Spark Space, a Chinese startup founded in 2024 in Hefei, has hot-fired a rocket engine that uses electric motors to drive its propellant pumps and this week closed a fresh Pre-A+ funding round, positioning itself as the first credible non-Rocket Lab entrant to ask whether the electric-pump architecture can scale beyond a single orbital vehicle.
The Lieyan-2 engine burned in a 20-second test announced in early March, according to SpaceNews, and the Cathay Capital-led Pre-A+ announced June 18 follows a Pre-A of about 100 million yuan ($14.8 million) on June 1 led by Yunze Capital and Orbital Chenguang. Spark Space has now run an angel round, an angel+ round, and the two Pre-A rounds inside roughly twelve months, and has staked its scale-up on an engine cycle that, on paper, should be simpler and lighter than a turbopump or gas generator.
That simplicity is the whole point. An electric-pump engine uses battery- or motor-driven propellant pumps, which strips out the gas generator and most of the plumbing that a traditional staged-combustion or gas-generator cycle needs. The tradeoff is real: as the engine gets bigger, the motors and batteries start to weigh more than the turbomachinery they replace, and the specific impulse (a measure of fuel efficiency) tends to drop. Rocket Lab reached orbit with the architecture on Electron, which carries about 300 kilograms to low Earth orbit, and then walked away from the cycle for Neutron, its planned medium-lift follow-on, after concluding the cycle does not scale to a more powerful vehicle. SpaceNews reported in February that Neutron's debut has slipped to late 2026 at the earliest, after a composite-tank failure on January 21.
Spark Space's pitch is that the cycle does scale; it just has not been tried yet by anyone other than Rocket Lab. Lieyan-2, burning kerosene and liquid oxygen, is rated by the company at roughly 10 tonnes of thrust per engine, against Electron's Rutherford at about 2.4 tonnes at sea level. The proposed Jinhua-1, also called Evolution-1, would cluster nine Lieyan-2s on the first stage and a vacuum-optimized Lieyan-2 on the second, for a 90-tonne liftoff thrust and a 27.5-meter, 2.25-meter-diameter airframe. The 1,500-kilogram-to-LEO target is roughly five times Electron's payload to the same orbit.
The "world's largest electric-pump-fed rocket" framing is Spark Space's own claim, and the company has not disclosed chamber pressure, specific impulse, throttling range, or the full duration of the March test. The only public artifact is a 20-second video clip, and independent benchmark data is not yet available.

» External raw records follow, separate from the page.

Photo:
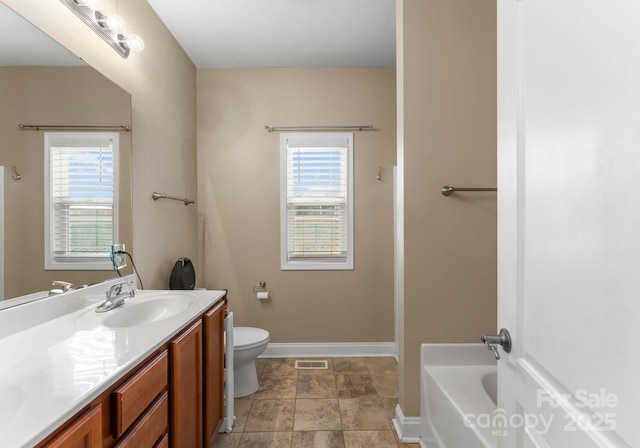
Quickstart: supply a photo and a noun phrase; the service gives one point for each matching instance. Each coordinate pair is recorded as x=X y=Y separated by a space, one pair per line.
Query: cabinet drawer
x=134 y=396
x=85 y=432
x=153 y=425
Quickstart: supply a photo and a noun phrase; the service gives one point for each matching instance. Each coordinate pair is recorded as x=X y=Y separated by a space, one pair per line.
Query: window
x=316 y=201
x=81 y=197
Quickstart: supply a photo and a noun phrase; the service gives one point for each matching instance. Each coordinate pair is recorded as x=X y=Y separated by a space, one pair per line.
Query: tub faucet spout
x=492 y=341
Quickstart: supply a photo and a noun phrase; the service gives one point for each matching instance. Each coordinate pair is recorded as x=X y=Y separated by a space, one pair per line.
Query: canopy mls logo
x=584 y=411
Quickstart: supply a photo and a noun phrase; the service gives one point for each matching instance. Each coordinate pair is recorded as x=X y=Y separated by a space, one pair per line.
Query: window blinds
x=317 y=202
x=82 y=190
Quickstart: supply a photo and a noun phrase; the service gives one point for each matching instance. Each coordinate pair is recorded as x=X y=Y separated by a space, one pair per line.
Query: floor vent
x=312 y=365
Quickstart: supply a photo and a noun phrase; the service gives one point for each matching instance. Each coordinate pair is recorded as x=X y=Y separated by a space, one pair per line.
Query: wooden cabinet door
x=86 y=432
x=213 y=322
x=186 y=388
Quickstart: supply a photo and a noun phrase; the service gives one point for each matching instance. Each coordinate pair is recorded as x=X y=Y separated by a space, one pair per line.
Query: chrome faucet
x=62 y=287
x=503 y=339
x=115 y=296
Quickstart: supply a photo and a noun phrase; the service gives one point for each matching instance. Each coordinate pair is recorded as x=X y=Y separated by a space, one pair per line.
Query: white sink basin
x=148 y=309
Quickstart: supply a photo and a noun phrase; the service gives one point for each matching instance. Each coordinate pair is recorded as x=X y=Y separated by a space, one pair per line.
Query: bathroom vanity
x=150 y=373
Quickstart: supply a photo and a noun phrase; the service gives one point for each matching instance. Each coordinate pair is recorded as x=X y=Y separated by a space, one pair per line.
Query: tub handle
x=503 y=339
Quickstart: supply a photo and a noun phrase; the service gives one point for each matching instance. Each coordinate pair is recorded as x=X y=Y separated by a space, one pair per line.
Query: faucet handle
x=503 y=339
x=66 y=286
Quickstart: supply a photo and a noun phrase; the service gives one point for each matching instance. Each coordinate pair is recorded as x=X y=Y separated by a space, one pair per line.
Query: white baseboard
x=333 y=350
x=408 y=429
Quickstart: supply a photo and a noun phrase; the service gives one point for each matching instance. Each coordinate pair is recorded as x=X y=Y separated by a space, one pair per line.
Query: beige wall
x=161 y=81
x=239 y=199
x=51 y=95
x=447 y=69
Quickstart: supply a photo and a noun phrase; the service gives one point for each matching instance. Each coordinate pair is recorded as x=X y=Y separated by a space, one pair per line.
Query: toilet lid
x=245 y=337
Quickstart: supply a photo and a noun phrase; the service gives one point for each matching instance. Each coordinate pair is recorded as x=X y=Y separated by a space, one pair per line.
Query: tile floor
x=348 y=405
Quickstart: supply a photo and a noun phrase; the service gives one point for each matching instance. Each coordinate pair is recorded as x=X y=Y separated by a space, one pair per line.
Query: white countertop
x=50 y=368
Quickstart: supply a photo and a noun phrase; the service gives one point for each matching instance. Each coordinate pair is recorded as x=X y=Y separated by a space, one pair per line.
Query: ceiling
x=282 y=33
x=23 y=44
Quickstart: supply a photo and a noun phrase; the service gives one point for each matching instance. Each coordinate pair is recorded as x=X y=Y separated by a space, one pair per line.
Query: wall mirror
x=43 y=83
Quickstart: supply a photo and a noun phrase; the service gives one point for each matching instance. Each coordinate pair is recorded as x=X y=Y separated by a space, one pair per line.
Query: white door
x=569 y=222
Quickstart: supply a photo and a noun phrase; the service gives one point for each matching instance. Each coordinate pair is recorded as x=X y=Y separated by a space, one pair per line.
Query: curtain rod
x=156 y=196
x=69 y=127
x=317 y=128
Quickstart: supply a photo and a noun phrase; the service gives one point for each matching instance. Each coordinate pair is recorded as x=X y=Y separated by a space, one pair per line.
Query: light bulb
x=115 y=23
x=134 y=42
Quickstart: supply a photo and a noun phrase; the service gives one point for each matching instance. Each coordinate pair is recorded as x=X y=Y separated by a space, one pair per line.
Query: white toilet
x=248 y=344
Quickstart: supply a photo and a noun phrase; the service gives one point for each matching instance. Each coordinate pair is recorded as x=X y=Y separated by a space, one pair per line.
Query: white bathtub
x=458 y=396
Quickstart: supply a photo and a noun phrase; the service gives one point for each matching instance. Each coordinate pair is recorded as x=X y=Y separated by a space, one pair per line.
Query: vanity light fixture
x=108 y=27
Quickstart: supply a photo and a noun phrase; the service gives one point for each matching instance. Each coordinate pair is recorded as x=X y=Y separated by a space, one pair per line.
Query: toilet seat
x=248 y=337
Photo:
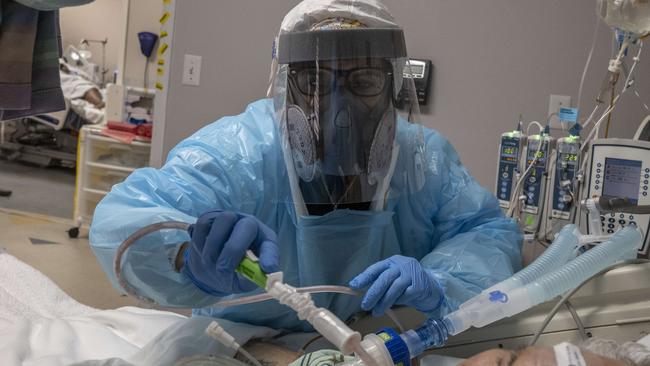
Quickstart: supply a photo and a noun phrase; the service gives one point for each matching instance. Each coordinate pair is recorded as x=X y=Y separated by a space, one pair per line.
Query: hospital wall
x=143 y=17
x=100 y=19
x=493 y=60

The competitive context is crowded. China already has three solid-fueled small launchers flying regularly: Galactic Energy's Ceres-1, CAS Space's Kinetica-1, and Expace's Kuaizhou-1A. Solid-fueled rockets trade payload for simplicity and quick turn-around, and they have flight heritage Spark Space does not yet have. The Hefei startup is building a production and test footprint of more than 10,000 square meters in the Hefei National High-Tech Industry Development Zone, with a 20,000-square-meter expansion underway, and has drawn staff from CASC, CASIC, and the Chinese Academy of Sciences, per Chinese tech outlet 36Kr as cited by SpaceNews.
The investor map is the second story. Cathay Capital, the lead on this week's Pre-A+, also appears in Orbital Chenguang's Pre-A1. Orbital Chenguang, a Beijing-based space-computing startup incubated by the Beijing Astro-future Institute of Space Technology, is building what it calls a dawn-dusk sun-synchronous orbit constellation to host orbital data centers, and on April 20 disclosed $8.4 billion in credit lines from 12 Chinese banks including Bank of China, Agricultural Bank of China, Bank of Communications, SPDB, and CITIC Bank, per SpaceNews. The alignment is a hypothesis, not a fact: the same investor backing a launch startup and a constellation buyer could be threading the supply and demand for orbital compute into one portfolio. Spark Space has not named Orbital Chenguang as a customer.
What to watch next is specific. Spark Space's 2027 debut is a company target, not a milestone achieved, and the company still has to extend Lieyan-2 beyond a 20-second firing, prove throttling and restart, and qualify the first-stage cluster before any flight. Rocket Lab's own abandonment of the cycle for Neutron is the closest available proxy for the engineering ceiling Spark Space is betting against, and Neutron's first flight is now, after the January tank failure, slipped to late 2026 at the earliest. If Lieyan-2 stays at a 20-second firing and a 10-tonne thrust claim, the scaling question will answer itself.